Tragically, there are many situations when the CPSC was forced into silence concerning dangerous products. One very public example was the Fisher-Price Rock and Play sleepers recall. Fisher-Price began selling the products in 2009. In 2012, the U.S. government admitted that it had received several reports about infant fatalities in the sleepers. The product was not recalled until 2019, leading to dozens of infant deaths, and the company generated $200 million in revenue.
Congress founded the Consumer Product Safety Commission back in 1972. The agency was considered an independent government agency and was put in charge of protecting consumers. At the time, the CPSC was assigned to 15,000 products that were not being regulated by the National Highway Traffic Safety Administration and the Food and Drug Administration.
In 1981, Congress amended Section 6(b), giving manufacturers “veto” powers to manufacturers and thus limiting the CPSC’s authority.
Safety advocates think the law applies solely to the CPSC due to its setup. Unlike the National Highway Traffic Safety Administration or the Food and Drug Administration, which are designed to protect the public, the CPSC is run by five commissioners who are empowered to make important decisions.

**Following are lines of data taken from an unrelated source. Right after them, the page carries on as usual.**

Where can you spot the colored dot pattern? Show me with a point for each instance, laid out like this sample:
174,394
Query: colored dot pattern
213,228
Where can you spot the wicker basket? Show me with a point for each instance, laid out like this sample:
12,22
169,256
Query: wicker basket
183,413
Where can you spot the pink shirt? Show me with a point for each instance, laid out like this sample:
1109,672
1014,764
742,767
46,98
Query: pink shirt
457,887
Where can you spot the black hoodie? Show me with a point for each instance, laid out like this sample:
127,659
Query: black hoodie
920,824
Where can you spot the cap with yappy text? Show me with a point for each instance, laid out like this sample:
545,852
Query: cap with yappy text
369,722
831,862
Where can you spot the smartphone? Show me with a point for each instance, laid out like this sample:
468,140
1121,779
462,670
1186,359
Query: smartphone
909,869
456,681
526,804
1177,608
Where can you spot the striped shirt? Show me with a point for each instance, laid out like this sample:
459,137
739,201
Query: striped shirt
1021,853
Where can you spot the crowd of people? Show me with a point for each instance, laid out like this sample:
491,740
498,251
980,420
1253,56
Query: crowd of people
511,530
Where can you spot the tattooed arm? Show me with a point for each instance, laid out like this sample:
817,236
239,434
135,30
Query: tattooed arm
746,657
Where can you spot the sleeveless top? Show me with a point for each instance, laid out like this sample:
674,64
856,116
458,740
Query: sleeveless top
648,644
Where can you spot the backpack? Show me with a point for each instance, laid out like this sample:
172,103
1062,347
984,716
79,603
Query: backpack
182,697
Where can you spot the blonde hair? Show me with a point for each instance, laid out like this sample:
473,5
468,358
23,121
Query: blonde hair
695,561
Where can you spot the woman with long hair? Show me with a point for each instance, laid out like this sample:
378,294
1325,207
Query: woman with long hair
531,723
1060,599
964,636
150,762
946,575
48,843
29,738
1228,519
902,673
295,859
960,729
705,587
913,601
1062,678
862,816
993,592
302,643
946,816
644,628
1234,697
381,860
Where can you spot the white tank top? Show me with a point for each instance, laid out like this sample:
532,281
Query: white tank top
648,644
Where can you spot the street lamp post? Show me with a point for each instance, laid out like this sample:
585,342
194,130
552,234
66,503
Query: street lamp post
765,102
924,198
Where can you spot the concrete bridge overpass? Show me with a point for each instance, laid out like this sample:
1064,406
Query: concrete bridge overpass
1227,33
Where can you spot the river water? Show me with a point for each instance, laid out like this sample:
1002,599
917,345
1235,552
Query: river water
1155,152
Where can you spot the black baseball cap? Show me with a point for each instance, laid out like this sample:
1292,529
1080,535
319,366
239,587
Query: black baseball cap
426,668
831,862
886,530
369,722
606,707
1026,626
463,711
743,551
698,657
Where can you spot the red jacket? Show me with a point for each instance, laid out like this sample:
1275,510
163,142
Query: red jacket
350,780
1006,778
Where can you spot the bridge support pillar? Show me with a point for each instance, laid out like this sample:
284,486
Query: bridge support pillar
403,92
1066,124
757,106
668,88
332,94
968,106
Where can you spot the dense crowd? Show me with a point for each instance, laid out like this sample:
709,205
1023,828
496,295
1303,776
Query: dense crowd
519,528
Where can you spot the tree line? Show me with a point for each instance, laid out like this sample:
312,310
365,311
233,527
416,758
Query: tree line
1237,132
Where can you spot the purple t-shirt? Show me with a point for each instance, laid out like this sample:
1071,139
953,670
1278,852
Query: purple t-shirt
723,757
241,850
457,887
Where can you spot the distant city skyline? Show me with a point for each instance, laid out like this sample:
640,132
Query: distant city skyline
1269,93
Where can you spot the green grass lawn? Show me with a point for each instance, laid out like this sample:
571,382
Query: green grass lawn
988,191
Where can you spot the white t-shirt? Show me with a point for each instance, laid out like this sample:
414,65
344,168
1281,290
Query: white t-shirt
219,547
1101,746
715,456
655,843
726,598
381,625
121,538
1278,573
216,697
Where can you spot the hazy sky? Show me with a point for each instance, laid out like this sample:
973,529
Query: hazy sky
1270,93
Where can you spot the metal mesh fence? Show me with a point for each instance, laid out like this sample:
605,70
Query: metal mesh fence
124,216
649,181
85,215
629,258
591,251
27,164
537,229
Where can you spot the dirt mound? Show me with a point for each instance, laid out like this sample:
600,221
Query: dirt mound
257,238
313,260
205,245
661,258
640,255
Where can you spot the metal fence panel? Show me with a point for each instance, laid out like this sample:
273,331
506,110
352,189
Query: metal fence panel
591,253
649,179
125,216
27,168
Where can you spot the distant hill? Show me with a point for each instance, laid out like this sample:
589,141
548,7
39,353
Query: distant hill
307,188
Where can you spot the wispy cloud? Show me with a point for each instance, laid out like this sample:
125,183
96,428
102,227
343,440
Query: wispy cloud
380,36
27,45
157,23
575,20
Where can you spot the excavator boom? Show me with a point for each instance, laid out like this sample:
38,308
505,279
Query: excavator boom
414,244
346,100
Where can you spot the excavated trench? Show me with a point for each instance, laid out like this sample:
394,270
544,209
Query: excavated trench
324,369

Records indicate the Consumer Product Safety Commission also functions on a fraction of the budget the NHTSA and the FDA do. The Consumer Product Safety Commission is not well funded. The FDA has a $6 billion annual budget. The NHTSA has a $1 billion annual budget. However, the CPSC has a yearly budget of only $135 million.
Experts believe that by repealing Section 6(b), the public will be safer since the agency can move faster to require product safety recalls. The agency’s budget should also be increased to a more appropriate level. This way, the CPSC can handle the unsafe products that are currently on store shelves but cannot warn the public about. Moreover, people should be able to report dangerous products to the CPSC. SaferProducts.gov maintains a list of 50,650 complaints, but the list does not include product safety complaints already submitted to the manufacturer.
CPSC Commissioner Robert S. Adler called for Section 6(b) to be repealed back in 2014. Adler believes that Section 6(b) inappropriately makes the CPSC “a national data nanny of vital consumer product safety information.” He also states that Section 6(b) ‘s unmanageable practices and unnecessary delays place consumers’ lives at risk.